US Military Liaison mission established
Shortly after World War II, the United States made an agreement with the Soviet Union to establish small military liaison missions in the German Zones of Occupation. On April 1, 1947, the United States Military Liaison Mission set itself up in Potsdam, near Berlin. Initially the mission was tasked with genuine liaison assignments. Soon, however, the USMLM evolved into an intelligence collection organization. Located in East Germany, it was ideally located to gather information on Soviet troop strength, military exercises and new equipment.
This surveillance mission led to dangerous encounters with Soviet and East Germany forces. Detentions, assaults, vehicle ramming, and shooting occurred frequently. One such clash led to the death of Maj. Arthur Nicholson, Jr. in 1985.
Nicholson, an experienced Army military intelligence and Soviet foreign area officer served as an Army tour and production officer in the selectively manned U.S. MLM.

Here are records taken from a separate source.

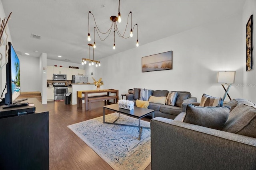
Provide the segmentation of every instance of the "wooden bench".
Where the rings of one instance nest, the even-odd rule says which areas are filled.
[[[96,102],[100,102],[102,100],[104,100],[106,104],[106,101],[107,100],[110,100],[111,99],[114,99],[114,103],[117,103],[117,100],[118,100],[118,96],[102,96],[99,97],[95,98],[88,98],[88,110],[90,111],[91,109],[91,103]]]
[[[88,96],[88,98],[98,98],[100,97],[106,97],[108,96],[107,94],[104,94],[102,95],[94,95],[94,96]],[[82,107],[83,106],[83,100],[84,100],[84,98],[78,98],[78,103],[76,104],[78,105],[78,107]]]

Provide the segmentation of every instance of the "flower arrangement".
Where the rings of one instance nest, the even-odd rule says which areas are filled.
[[[94,83],[94,85],[97,87],[99,87],[104,85],[103,82],[102,80],[102,78],[99,78],[99,80],[98,81],[96,81],[93,77],[92,77],[92,79],[93,79],[93,83]]]
[[[118,104],[118,107],[128,110],[133,110],[134,109],[134,103],[130,100],[118,100],[117,102]]]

On March 24, 1985, while performing a mission at a Soviet training area in Ludwigslust, Nicholson was shot and killed by a sentry, prompting a crisis in U.S.-Soviet relations.
Senior Defense Department officials posthumously awarded him the Legion of Merit and Purple Heart at his funeral and later posthumously promoted to Lieutenant Colonel by Congressional action.
With the end of the Cold War, the mission was closed on October 1, 1990.